Open beerendlauwers opened 8 years ago
I wrote a rough proof of concept converter that reads the YAML dump, generates Hakyll files in (an approximation of) the HaskAnything format for some of the entry types in it, and spits out the entries it didn't handle to a new YAML file. I don't know exactly how useful that will turn out to be -- things like cleaning up the 334 tags in the YAML dump and adding summaries to the entries will require manual work anyway -- but with some more polish a script like this might save a fair bit of time. By the way, the linked Gist also contains a modified version of the YAML dump with the necessary fixes so that Data.Yaml
is able to parse it.
Awesome, thanks! This already brings us a lot closer :)
@beerendlauwers You're welcome. I have improved the converter a bit -- now it can deduplicate tags, keep the output fields sorted, and recognise more content types and library tags -- and tweaked a few titles in the YAML dump to avoid file name collisions. I have put that in a proper repository, along with sample output and the full lists of DoHaskell tags and types.
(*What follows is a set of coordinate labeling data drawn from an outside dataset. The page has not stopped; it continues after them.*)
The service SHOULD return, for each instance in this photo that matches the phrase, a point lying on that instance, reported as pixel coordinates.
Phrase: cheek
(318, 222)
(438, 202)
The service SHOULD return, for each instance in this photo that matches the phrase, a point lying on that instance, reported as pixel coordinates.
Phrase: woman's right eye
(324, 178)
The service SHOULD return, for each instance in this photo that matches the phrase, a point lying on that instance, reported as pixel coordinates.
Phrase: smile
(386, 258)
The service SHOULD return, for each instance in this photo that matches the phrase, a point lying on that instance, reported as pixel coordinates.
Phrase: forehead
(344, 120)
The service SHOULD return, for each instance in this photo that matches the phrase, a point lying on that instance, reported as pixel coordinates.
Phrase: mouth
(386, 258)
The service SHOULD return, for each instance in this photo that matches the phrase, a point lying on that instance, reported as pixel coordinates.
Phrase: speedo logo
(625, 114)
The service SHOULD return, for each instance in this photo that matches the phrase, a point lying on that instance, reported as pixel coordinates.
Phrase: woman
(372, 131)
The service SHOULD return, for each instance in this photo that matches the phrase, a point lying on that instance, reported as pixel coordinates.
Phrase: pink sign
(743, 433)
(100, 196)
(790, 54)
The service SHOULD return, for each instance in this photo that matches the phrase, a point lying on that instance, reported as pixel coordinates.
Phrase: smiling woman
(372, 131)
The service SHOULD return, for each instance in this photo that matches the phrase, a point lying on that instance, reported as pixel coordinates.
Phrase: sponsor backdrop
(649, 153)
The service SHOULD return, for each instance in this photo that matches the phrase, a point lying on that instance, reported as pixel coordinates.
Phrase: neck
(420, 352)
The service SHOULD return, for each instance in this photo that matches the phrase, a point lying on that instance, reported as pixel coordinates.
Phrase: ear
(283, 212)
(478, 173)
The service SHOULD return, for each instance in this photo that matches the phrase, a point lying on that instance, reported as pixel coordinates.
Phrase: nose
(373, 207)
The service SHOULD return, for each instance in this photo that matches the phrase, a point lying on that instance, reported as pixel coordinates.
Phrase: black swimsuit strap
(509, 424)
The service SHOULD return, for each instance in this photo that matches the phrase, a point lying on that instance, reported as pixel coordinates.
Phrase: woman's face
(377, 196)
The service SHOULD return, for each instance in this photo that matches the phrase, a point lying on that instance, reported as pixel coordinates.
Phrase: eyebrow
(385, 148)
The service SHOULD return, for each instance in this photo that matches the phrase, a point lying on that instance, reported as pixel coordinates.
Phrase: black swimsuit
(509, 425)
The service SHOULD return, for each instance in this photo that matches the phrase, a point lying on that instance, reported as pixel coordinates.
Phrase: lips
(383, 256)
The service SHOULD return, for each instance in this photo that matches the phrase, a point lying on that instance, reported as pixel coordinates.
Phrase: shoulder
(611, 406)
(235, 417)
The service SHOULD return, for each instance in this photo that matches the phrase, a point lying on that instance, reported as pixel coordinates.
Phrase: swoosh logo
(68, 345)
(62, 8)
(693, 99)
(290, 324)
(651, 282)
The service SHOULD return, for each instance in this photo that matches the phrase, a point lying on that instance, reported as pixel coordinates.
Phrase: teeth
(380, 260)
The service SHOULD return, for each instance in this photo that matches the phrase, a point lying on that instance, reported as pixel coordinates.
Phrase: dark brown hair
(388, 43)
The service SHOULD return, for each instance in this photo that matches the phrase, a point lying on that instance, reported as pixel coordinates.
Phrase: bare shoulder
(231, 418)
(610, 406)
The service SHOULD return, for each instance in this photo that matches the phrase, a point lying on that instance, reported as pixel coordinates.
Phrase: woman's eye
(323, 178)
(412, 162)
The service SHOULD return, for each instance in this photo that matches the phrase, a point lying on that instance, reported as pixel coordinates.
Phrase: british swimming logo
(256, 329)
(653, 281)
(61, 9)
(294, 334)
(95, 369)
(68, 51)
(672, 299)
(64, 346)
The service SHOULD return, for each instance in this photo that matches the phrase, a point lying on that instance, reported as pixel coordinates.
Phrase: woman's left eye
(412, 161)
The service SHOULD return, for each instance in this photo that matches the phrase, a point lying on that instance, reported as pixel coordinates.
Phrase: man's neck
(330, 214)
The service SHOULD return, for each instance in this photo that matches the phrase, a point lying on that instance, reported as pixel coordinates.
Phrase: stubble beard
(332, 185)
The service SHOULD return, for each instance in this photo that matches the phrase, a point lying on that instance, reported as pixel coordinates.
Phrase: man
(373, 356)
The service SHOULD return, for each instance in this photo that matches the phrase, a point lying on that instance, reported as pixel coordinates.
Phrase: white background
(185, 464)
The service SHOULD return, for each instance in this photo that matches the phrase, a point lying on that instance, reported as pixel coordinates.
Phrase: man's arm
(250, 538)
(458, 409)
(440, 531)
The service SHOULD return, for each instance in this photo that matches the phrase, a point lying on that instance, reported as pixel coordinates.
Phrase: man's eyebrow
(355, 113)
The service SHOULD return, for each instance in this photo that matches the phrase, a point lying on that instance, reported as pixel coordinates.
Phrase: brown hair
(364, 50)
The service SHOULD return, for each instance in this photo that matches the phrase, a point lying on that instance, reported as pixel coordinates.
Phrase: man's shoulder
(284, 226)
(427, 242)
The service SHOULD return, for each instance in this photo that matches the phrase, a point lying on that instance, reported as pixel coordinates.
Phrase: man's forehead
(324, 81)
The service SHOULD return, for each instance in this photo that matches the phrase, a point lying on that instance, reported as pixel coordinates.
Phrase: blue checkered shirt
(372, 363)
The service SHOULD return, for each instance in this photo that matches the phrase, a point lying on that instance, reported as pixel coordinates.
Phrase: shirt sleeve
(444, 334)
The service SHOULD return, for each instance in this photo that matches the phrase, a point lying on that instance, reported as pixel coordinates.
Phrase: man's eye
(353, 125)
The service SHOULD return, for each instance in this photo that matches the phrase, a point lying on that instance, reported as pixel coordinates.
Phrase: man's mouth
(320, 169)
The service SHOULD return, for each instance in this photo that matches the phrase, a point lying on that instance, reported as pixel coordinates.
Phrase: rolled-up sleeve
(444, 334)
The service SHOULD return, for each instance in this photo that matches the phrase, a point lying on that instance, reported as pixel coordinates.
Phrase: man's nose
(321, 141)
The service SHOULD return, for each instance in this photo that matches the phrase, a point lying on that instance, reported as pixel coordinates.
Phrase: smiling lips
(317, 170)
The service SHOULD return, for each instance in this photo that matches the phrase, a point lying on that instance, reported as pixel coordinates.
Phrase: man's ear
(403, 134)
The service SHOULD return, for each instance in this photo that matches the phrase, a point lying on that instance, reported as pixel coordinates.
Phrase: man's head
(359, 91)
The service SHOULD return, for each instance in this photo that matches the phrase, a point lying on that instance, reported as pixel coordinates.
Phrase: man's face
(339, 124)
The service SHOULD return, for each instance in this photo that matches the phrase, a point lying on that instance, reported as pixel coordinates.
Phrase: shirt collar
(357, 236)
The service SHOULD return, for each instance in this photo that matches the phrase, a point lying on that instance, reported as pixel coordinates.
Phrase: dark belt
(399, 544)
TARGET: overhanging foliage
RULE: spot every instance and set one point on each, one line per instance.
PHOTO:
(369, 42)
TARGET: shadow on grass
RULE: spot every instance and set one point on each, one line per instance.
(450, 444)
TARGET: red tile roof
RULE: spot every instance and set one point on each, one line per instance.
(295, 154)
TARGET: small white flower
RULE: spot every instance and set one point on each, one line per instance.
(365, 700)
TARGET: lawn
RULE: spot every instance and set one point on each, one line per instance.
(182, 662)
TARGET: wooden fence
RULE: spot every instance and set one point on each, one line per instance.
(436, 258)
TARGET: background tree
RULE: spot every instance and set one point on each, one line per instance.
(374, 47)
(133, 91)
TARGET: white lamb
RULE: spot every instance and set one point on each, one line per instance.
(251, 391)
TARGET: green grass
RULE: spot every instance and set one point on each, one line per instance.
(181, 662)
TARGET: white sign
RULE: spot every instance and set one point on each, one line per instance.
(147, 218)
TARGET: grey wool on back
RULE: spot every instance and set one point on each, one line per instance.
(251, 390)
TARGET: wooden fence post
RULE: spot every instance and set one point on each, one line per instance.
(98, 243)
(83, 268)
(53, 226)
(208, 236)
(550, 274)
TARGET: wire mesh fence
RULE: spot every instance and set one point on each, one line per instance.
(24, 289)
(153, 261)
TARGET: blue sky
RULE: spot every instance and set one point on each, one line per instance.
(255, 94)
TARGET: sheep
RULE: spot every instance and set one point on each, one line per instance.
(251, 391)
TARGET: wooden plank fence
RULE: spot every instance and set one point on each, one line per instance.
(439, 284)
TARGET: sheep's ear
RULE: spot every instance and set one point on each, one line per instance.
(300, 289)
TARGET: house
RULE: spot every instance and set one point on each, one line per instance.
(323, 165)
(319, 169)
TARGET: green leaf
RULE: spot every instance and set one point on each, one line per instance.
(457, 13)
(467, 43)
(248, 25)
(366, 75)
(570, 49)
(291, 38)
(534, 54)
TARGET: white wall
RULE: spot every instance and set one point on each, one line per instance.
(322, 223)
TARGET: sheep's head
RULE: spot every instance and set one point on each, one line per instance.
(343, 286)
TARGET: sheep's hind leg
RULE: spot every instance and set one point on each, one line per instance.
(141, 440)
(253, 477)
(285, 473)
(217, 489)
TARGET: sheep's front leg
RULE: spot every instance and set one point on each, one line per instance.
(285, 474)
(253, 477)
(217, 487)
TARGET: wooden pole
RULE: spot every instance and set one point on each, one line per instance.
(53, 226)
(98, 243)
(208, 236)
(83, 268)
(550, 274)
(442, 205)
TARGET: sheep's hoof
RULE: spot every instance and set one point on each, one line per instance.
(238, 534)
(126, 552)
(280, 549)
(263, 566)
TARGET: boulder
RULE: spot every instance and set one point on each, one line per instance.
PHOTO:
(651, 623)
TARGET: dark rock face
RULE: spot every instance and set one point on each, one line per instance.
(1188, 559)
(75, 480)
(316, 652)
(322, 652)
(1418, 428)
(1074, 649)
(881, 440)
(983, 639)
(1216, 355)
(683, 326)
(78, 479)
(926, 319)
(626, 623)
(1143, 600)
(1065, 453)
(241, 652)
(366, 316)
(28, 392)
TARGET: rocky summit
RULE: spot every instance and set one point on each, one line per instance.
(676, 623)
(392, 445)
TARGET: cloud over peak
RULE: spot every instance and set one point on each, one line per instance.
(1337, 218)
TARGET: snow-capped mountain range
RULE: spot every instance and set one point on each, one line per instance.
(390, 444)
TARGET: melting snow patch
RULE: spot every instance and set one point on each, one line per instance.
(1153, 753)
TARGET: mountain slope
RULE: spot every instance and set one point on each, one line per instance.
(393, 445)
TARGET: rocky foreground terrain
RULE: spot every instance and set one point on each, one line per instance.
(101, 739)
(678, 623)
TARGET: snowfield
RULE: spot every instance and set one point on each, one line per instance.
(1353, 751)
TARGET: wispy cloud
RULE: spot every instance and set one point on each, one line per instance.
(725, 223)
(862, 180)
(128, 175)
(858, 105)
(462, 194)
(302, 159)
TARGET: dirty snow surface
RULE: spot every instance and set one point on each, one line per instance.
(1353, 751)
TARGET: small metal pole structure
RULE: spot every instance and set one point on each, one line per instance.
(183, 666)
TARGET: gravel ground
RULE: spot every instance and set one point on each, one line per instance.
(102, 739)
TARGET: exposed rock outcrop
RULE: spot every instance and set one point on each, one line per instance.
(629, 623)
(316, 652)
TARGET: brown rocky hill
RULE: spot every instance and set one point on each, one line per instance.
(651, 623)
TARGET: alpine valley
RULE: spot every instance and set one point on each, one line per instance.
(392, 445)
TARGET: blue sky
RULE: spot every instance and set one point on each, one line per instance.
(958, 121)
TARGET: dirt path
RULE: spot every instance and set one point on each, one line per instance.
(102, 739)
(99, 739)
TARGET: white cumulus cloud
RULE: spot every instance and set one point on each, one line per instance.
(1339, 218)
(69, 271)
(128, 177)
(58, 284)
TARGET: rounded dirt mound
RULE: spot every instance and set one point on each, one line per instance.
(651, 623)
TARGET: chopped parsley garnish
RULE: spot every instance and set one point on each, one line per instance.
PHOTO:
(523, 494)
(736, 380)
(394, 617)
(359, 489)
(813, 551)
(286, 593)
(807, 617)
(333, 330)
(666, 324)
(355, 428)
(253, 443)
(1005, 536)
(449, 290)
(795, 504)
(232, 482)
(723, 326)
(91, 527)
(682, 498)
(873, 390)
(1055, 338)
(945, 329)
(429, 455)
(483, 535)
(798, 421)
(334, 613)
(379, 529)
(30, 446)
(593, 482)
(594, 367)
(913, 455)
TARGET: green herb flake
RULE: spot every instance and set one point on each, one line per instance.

If you find the output is looking good, I can begin shaping it into a pull request for HaskAnything.
Thanks a bunch!
To answer the questions you pose in the README.md:
Are functional pearls best filled under "articles" or "papers"?
Good question. I think we'll have to look at this on a case-by-case basis. We can tag them with "Functional Pearl" in any case.
How many new content types are necessary to cover the still unprocessed DoHaskell content types?
I'll have to go over the remaining stuff in dhTypes.txt. Will get back to you on this.
Do we need separate tags for reflection (the concept) and reflection (the Edward Kmett library)? What about "lenses" vesus "lens"?
No, we have a metadata field for tags and libraries, already. The concept can be added as a tag, the library as a library. The reason for splitting them up is that when we start with linking up all the Hackage libraries, we can identify which content refers to them.
How to handle capitalisation, specially relative to the existing HaskAnything content?
Capitalisation of?
Good question. I think we'll have to look at this on a case-by-case basis. We can tag them with "Functional Pearl" in any case.
Yup. That's in line with why I slipped in a dohaskell-type
field -- with that, even if they are added under a single category at first we can still identify them and review the classification with relative ease.
No, we have a metadata field for tags and libraries, already. The concept can be added as a tag, the library as a library.
In that case, I will figure out a sensible way to add "lens" and "reflection" library labels to the entries that need them. In hindsight, I didn't phrase that very clearly. When I said "tags", I really meant "values in either the library
field or the tags
one", as in my mental model the library labels are just tags that go to a separate field because they immediately refer to a library. (My mental model might be wrong, though, so please correct me if need be!)
Capitalisation of?
Oops, I dropped a part of the sentence :) I meant capitalisation of tags. Unlike HaskAnything, DoHaskell had mostly lowercase tags, and so we have e.g. "cryptography" in the YAML dump versus "Cryptography" in the HaskAnything site. In any case, that's a very minor issue, as it would be simple to solve any such inconsistencies even after the import is done.
When I said "tags", I really meant "values in either the library field or the tags one", as in my mental model the library labels are just tags that go to a separate field because they immediately refer to a library. (My mental model might be wrong, though, so please correct me if need be!)
They're processed with the Tags
datatype in Hakyll, but apart from that they're kept different: they are different facets (see http://haskanything.com/filter.html) and, of course, libraries will be linked to the actual Hackage packages.
capitalisation of tags
Yeah, we can do some naïve capitalisation ("if it's one word, capitalize the first letter"), but we'll have to go through those manually, probably.
@mitchellwrosen has kindly provided me with a database dump of his dohaskell.com website. He has also generated a bunch of YAML metadata for the content, available here: https://github.com/mitchellwrosen/dohaskell/blob/master/resources-dump.yaml
Scraper source is here: https://gist.github.com/beerendlauwers/102c833c7a98babede60fe05e4dc789b (for my own reference).
There are still a few categories that have to be added to accomodate most of the DoHaskell content, notably #10, #4, #2 and a "Article" category for some of the more generic ones (Blog posts, Medium articles, etc).